Unfortunately, this protection mechanism causes deadlocks in our CI system. Nowadays, many of our tests run parallelized and thus try to spawn many Praefect proxies in parallel, too. In the context of table driven tests, we have two different ways to spawn Praefect:

- In case the server setup can be shared it will be the outer test
  that creates the Praefect proxy. This is the preferred way of
  doing things as it means less overhead caused by recreating the
  test setup.

- Some tests need to set up the Praefect server as part of the
  innermost testcase, e.g. because the different cases require
  different server options.

Even though the former way is preferred, both ways have their usecases.

The deadlock can now happen when we run both kinds of testcases at the same time via parallelized tests:

1. A testcase that sets up Praefect in the outer test runs first and
   spawns Praefect, thus acquiring a spawn token. The table-driven
   test cases do not yet start to run.

2. A testcase that sets up Praefect in the inner test starts to run
   now. It will try to acquire the spawn token, which is currently
   blocked by (1).

3. The table-driven test cases are now unblocked, but because Go
   tests only allow a maximum number of concurrent tests to run at
   the same time, they are now blocked waiting on (2).

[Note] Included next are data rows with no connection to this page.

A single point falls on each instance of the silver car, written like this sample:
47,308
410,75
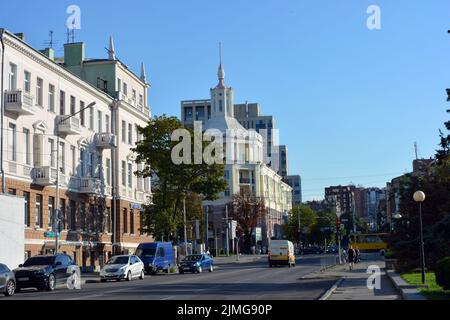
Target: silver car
7,281
126,267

We thus have a deadlock: we can't return the Praefect spawn token as the subtests cannot run, and we cannot unblock a thread as we're waiting for a spawn token. The root cause of this issue is thus hidden shared state between all the tests, which is extremely fragile and hard to debug.

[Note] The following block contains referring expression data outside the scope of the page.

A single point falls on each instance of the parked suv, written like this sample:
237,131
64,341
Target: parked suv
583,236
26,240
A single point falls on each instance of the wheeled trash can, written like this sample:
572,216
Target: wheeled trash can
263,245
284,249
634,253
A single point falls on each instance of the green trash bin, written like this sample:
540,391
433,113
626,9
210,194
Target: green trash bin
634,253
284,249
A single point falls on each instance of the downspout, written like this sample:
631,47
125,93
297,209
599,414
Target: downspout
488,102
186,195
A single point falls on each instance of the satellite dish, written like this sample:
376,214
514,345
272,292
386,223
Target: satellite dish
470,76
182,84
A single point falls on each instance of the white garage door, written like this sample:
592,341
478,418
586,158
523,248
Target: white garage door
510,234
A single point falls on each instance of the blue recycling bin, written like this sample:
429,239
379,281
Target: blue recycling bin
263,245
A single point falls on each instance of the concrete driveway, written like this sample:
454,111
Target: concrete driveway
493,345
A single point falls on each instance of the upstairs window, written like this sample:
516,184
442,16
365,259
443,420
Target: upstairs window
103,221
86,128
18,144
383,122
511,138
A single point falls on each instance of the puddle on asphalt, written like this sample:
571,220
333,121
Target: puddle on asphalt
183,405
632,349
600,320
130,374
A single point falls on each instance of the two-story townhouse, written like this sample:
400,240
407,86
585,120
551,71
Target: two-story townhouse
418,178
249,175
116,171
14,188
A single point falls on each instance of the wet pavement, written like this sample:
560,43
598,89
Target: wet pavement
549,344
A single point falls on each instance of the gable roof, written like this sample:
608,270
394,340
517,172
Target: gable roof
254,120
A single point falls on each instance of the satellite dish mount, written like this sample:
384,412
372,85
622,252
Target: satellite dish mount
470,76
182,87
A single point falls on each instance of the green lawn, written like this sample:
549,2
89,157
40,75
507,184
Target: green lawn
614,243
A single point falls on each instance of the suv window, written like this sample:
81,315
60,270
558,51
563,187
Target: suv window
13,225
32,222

While we could play games and try to remove parallelization in a subset of tests, this feels like the wrong way to handle this issue as it would only increase the fragility of our test suite further. Instead, we get rid of the spawn token completely. While the original intent was to save on resources like e.g. the Postgres connection count, we have long since bumped the maximum allowed number of connections to somewhat accommodate for the fact that our tests may create many connections at the same time. Tests performed both locally and in our CI systems have not shown any issues around resource starvation until now.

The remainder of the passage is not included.